Suddenly, I saw myself looking up at the vast horizon of the starry night sky with magical layers of light, feeling the cool desert breeze on my cheeks and hair, wrapped up in a blanket.
I was her. We are all her.
We are all nomads in this life, a life that is transient, unpredictable, and unstable. Our mortal, finite lives are in the hands of the infinite Universe. It is no wonder I, we, are constantly searching for and struggling to figure out how to feel just a bit more settled because from our deepest core, we are all too aware of the fact that we are destined to be perpetual wanderers. It is also the reason that we spend our entire lives seeking and forming meaningful connections, recognition, love and acceptance with and from others. We want to feel settled, truly.

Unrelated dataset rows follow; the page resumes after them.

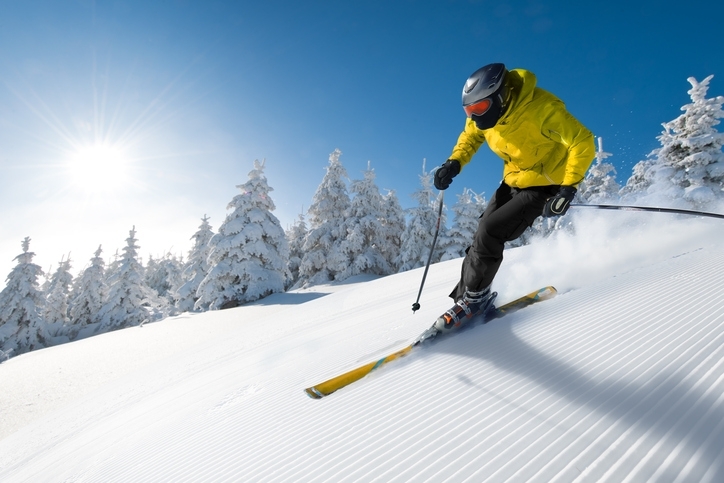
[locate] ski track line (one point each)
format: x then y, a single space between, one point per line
536 396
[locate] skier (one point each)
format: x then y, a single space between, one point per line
546 153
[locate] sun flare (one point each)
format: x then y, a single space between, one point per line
98 168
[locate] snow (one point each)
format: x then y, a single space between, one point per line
618 378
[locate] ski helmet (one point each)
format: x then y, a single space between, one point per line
486 95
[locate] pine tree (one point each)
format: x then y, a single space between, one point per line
249 255
393 221
689 165
419 233
130 301
322 259
90 294
196 268
22 327
362 246
599 185
57 298
467 210
163 275
295 238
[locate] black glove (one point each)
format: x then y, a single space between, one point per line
559 204
445 173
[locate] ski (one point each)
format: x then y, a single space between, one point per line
328 387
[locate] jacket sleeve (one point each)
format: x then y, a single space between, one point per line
578 140
468 144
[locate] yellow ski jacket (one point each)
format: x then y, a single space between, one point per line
540 142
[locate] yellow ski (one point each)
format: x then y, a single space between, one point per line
328 387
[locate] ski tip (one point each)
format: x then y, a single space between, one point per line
546 292
314 393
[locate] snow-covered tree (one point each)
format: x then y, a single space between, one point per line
420 231
295 238
57 298
130 301
467 211
89 295
322 260
689 165
393 221
196 269
249 254
163 275
363 244
22 327
599 185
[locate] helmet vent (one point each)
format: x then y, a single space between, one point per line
470 85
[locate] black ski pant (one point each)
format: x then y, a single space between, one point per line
507 216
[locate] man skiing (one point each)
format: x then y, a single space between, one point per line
546 153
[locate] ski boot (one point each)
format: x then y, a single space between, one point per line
472 304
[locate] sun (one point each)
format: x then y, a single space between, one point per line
98 168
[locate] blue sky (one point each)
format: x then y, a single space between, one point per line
179 97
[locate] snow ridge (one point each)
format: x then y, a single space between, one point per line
619 380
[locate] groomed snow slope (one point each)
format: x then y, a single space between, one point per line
619 378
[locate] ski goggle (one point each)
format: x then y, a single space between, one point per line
478 108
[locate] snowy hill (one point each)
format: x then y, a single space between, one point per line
619 378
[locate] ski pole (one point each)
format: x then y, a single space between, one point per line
416 305
650 208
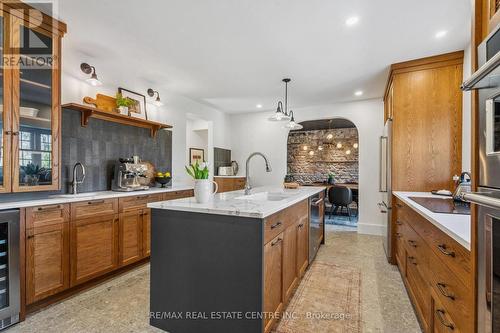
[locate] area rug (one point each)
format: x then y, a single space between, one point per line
327 300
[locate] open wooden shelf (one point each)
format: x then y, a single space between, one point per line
91 112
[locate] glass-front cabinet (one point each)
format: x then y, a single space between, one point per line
30 101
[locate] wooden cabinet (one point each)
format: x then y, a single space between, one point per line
290 276
131 224
425 101
227 184
31 108
302 245
93 247
273 270
47 259
438 279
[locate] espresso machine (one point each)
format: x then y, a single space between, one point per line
127 174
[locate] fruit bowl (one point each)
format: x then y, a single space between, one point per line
163 180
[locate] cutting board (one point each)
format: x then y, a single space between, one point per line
102 102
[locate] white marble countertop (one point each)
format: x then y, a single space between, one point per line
456 226
235 202
68 198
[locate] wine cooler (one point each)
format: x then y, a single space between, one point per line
9 268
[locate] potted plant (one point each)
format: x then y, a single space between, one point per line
202 185
123 103
32 173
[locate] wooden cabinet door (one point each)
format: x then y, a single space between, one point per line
146 233
93 247
47 261
273 269
302 246
131 236
289 261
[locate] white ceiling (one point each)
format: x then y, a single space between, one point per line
233 54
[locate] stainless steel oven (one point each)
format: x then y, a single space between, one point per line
487 80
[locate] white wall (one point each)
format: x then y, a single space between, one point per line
253 132
174 113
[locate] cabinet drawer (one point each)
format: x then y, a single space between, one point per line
454 297
93 208
137 201
46 215
273 225
419 289
178 195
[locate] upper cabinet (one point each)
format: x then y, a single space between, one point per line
424 101
30 99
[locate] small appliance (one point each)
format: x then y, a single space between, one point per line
127 174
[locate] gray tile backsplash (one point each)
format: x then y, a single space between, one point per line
98 146
222 157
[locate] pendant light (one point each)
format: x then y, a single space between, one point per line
292 124
280 114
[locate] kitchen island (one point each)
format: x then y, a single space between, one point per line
230 265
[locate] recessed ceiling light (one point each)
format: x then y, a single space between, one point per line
441 34
352 20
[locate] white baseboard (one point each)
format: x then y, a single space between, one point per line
371 229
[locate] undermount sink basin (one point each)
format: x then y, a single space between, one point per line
263 196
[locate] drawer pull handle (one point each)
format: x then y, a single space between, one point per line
412 260
276 241
440 314
442 248
412 243
48 208
274 226
94 202
442 289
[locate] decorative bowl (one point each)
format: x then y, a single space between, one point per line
163 180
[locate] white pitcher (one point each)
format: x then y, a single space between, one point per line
203 190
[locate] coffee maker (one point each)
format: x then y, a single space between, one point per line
127 174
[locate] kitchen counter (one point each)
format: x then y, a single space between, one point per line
236 203
456 226
68 198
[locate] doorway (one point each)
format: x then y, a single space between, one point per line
326 153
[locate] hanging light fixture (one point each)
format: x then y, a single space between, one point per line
292 124
280 114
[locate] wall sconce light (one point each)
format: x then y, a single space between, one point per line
152 93
87 69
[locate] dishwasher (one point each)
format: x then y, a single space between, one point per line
10 297
316 223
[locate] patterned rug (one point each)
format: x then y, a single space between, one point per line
327 300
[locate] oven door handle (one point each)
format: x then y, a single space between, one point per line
479 198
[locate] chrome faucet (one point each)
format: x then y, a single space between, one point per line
75 182
248 187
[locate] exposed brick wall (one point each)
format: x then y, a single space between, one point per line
306 168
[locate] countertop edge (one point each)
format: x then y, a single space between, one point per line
424 213
50 200
237 213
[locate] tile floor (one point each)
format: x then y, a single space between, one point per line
122 304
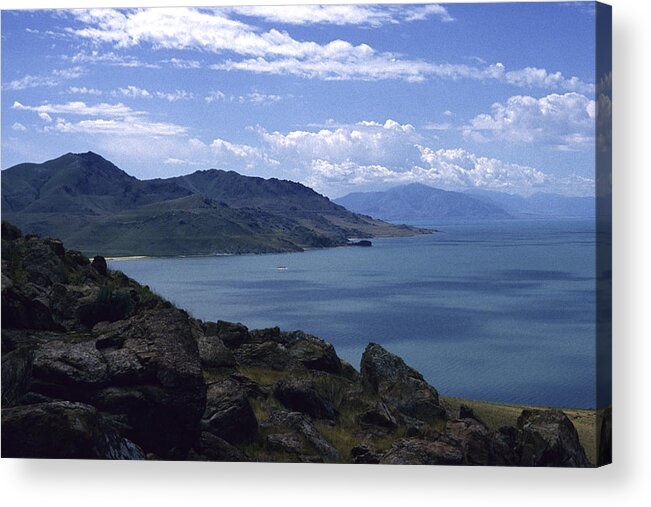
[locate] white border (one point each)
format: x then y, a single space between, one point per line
68 483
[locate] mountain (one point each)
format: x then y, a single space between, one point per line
96 207
418 203
539 205
96 366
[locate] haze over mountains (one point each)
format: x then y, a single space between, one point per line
418 203
96 207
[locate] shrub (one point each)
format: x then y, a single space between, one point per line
109 306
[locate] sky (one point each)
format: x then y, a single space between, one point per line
341 98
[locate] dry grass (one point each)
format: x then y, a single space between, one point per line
504 414
264 376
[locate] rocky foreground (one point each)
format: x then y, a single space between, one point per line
96 366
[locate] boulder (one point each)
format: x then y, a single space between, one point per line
99 263
548 438
16 374
69 370
465 412
281 421
154 379
213 352
62 429
286 443
228 413
314 353
400 385
378 416
268 355
301 395
480 445
413 451
231 334
212 448
363 455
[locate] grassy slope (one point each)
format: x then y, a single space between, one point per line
495 415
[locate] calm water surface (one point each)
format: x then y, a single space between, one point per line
498 311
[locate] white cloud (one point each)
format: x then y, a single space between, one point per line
80 108
437 126
365 141
119 127
181 63
224 151
110 58
109 119
371 15
532 77
562 121
455 169
133 92
254 97
82 90
276 52
54 78
175 95
215 96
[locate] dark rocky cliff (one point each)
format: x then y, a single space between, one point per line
96 366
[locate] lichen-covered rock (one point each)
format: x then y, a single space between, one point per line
267 355
363 455
380 416
301 395
314 353
231 334
213 352
228 413
400 385
548 438
62 429
16 375
212 448
480 445
412 451
281 420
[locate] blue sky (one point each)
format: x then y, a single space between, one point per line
341 98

Every day we are trying to build better tents to shield our mind and body from wild beasts, find better food source to last through the rainy days, secure the warmth and light to make us feel protected and loved because deep down we know that we might have to pack up and leave this place, this job, this relationship, this family any day from now.
But we are all too scared to face these facts so when the buried truth surfaces, shaking the ground beneath the anxiety hits us like a desert storm, swirling, shaking, throwing off everything we had earned over the years. Settled, barely.

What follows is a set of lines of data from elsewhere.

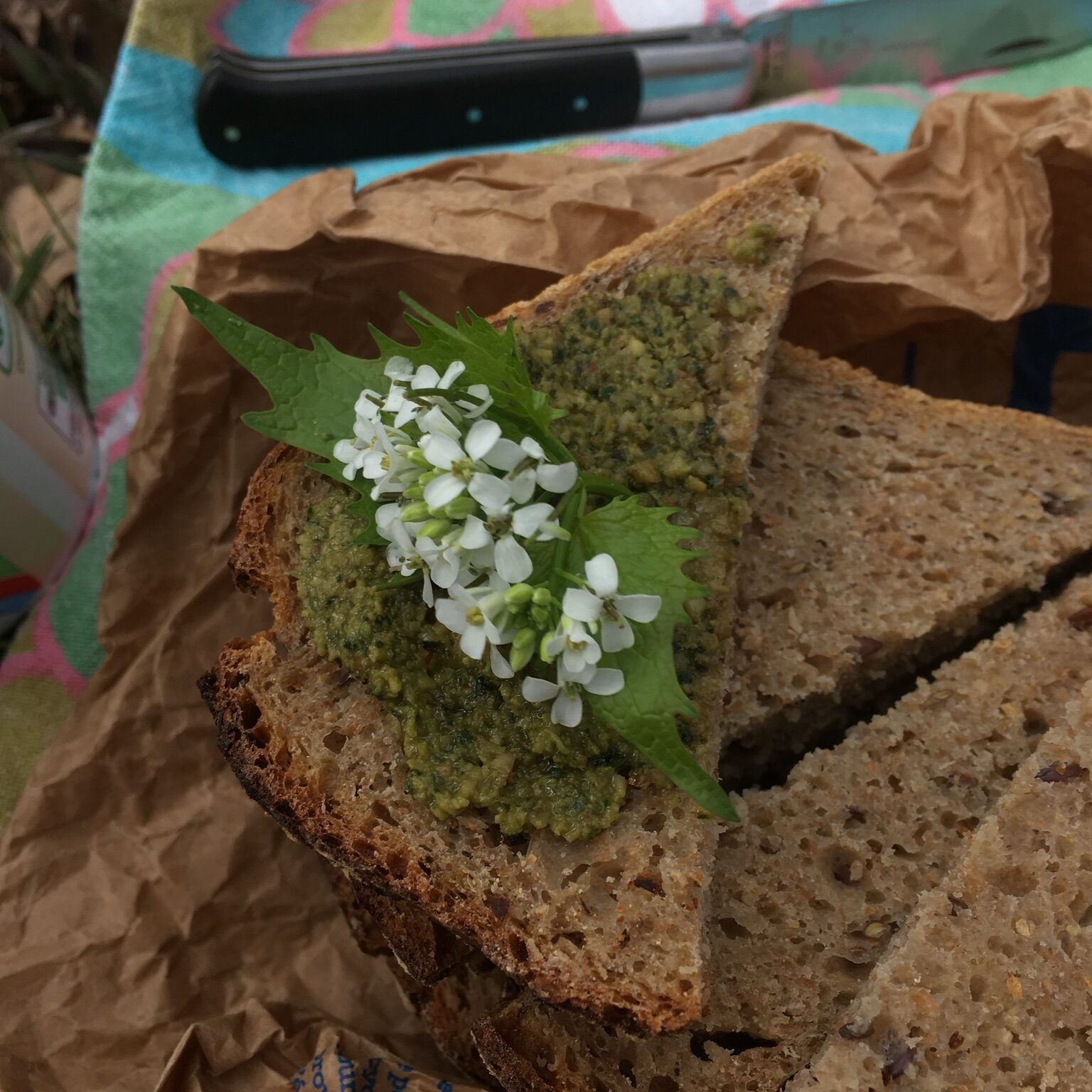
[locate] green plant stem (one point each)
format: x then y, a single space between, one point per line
40 193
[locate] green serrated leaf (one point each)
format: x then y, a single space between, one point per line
314 391
646 547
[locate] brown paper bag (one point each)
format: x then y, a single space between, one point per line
155 925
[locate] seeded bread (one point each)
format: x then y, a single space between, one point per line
889 529
825 869
988 985
613 925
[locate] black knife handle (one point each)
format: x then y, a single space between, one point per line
252 112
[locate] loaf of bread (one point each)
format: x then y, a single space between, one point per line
613 925
825 870
889 530
988 985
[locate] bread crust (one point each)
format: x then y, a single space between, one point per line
590 979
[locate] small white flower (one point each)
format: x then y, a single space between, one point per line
532 470
604 605
399 369
498 664
478 405
574 645
568 706
473 614
462 462
405 556
427 377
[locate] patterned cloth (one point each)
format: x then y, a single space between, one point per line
153 193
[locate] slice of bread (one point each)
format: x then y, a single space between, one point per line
990 984
889 529
448 1010
613 925
825 870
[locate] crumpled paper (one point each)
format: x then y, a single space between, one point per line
155 925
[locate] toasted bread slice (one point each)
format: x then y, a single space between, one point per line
614 925
987 986
889 529
825 870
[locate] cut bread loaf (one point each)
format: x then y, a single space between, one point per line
614 925
889 528
823 872
988 985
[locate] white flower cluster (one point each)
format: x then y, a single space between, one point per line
462 503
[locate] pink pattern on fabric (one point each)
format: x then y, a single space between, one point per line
115 417
509 14
619 150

The storms will never stop coming. We are destined to always be unsettled and nomadic.
So what can we do?
Well, when these uncertainties strike the storm, I have decided to be at the eye of the storm. I do my best to go straight to the center to see why it started, how it is spinning, and where it is headed. At times, I can better prepare. Other times, I let the storm do its work because sometimes we need it to not only clear the ground to make room for new things but also to serve as an indelible reminder for us to better hinge on the important things if we don’t want to lose them again to the storm.

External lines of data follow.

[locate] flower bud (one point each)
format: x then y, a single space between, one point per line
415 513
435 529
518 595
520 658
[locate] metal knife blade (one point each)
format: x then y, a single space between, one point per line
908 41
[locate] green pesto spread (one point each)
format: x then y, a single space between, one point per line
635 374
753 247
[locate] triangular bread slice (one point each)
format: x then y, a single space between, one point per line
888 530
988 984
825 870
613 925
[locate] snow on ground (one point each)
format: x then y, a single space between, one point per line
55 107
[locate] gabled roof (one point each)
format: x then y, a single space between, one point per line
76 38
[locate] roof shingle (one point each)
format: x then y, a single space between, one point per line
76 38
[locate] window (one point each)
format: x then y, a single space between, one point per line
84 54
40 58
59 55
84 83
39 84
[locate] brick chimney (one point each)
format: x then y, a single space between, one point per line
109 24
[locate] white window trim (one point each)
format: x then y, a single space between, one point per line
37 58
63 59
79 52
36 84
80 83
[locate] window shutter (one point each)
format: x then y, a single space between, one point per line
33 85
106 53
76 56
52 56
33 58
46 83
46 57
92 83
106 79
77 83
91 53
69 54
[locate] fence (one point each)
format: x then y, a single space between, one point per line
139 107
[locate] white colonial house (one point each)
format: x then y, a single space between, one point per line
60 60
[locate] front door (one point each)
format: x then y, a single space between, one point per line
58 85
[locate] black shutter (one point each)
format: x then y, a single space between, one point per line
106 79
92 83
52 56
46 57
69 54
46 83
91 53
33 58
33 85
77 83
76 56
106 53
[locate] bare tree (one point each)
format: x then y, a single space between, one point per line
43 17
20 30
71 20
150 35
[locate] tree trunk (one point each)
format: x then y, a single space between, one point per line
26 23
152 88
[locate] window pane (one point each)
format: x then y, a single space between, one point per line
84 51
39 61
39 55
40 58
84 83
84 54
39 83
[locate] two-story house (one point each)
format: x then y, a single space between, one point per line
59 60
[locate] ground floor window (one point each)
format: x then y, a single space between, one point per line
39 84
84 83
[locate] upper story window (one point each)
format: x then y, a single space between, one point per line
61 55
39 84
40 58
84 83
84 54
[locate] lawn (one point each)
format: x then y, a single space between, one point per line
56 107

So to the question I posed when I began this quest, ‘does this ever, ever stop?’
Paulo Coelho came beckoning with a wonderful closing:
“We are travelers on a cosmic journey, stardust swirling and dancing in the eddies and whirlpools of infinity. Life is eternal. We have stopped for a moment to encounter each other, to meet, to love, to share. This is a precious moment.
It is a little parenthesis in eternity (my dearest travelers).”